Not every VC is biting. Garri Zmudze of LongeVC dismissed the category outright. “We don’t look at [peptides],” he said. “There is no IP.”
Most peptides are either unpatentable or out of patent, meaning no exclusivity or venture-size returns — which advocates say explains the lack of rigorous studies. “I want to see more proof,” said Zmudze. “I don’t think it’s really good to do experiments on yourself.”
The other downside is financial risk. “[Investors] would have a pretty good buffer when it comes to criminal and even civil exposure,” said Holt. “But financially, it could all just be gone, just like that.”
Gray-market startups are betting on an enforcement gap.

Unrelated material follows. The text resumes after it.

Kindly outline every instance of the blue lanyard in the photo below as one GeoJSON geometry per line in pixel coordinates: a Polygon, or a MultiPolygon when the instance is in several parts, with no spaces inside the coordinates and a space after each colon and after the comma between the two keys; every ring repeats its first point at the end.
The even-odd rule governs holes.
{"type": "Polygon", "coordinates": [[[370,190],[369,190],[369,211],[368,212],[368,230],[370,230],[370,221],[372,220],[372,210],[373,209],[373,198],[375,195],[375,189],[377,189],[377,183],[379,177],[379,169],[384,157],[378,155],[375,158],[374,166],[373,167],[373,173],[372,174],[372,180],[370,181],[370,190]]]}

“There’s the law on the books, and then there’s the law as it’s enforced, and we’re not seeing a lot of enforcement,” said Patricia Zettler, a law professor at Ohio State and former HHS counsel. Much of the peptide market is “pretty clearly running afoul” of FDA rules, she added, and the “research use only” label is “not a slam-dunk ‘get out of FDA free’ card.”
One reason founders feel empowered to flout the rules is the agency’s track record. Since December, the FDA has sent seven warning letters to peptide companies, including the Chappell Roan-inspired Pink Pony Peptides, which continues to operate. (Roan is not affiliated.) HHS reps did not answer questions about current sales or enforcement, instead pointing to the agency’s July meeting on peptide risks and safety, which will weigh whether some can be approved for compounding.
Peter Koshland, who teaches clinical pharmacy at UCSF and runs Koshland Pharm in the Financial District, said peptides have upended many of the industry’s safety standards. For months, his staff has fielded calls from doctors about BPC-157 and other unapproved peptides. “Up until this point, I’ve been expected and required to dispense medications with a very high standard of safety and clinical utility,” he said. “That isn’t present in some of the peptide dispensing.”
Even if he wanted to, pharmaceutical-grade versions fit for human use are not available. “Research-grade chemicals are basically all that’s available,” he said. “I would lose my license if I was to compound with them and give them to a patient.” If the peptides were greenlit tomorrow, he could still not dispense research chemicals. “There is no way to just Sharpie that with some testing.”
A pharma-grade supply chain would take three to nine months to develop, said Scott Brunner, CEO of the Alliance for Pharmacy Compounding, an industry group. In the interim, “pharmacies are being pounded by prescribers and patients to prepare these drugs,” he said. Some are risking it, gambling that “all of the past sins will go away once they’re authorized.” While he’s concerned, he doesn’t view it as a crisis. “This isn’t heroin. We don’t have bodies in the street.”
Koshland is less optimistic. “The level of political pressure coming from above to the FDA for these specific medications is unprecedented,” he said. “We’re all holding our breath a little bit and just hoping that nobody gets hurt.”
Two weeks after hosting his California Peptide Club, Ritter was already planning more. On the docket: a build-your-own peptide meetup, using AI to modify GLPs, a genome sequencing event, and possibly an IV drip night. He’s considering starter packs for new-to-San Francisco aspiring founders — “a performance peptide welcome kit” with a mini-fridge, syringes, and maybe samples, assuming he can figure out the legal side.
The challenge, he said, is making sure people experiment safely and take care of the basics — sleep, exercise, nutrition — first. “It’s dangerous when you try to shortcut taking care of your natural biology,” he said. As for him, he’s forging ahead. “I love being the guinea pig. It’s so exciting. SF is so back.”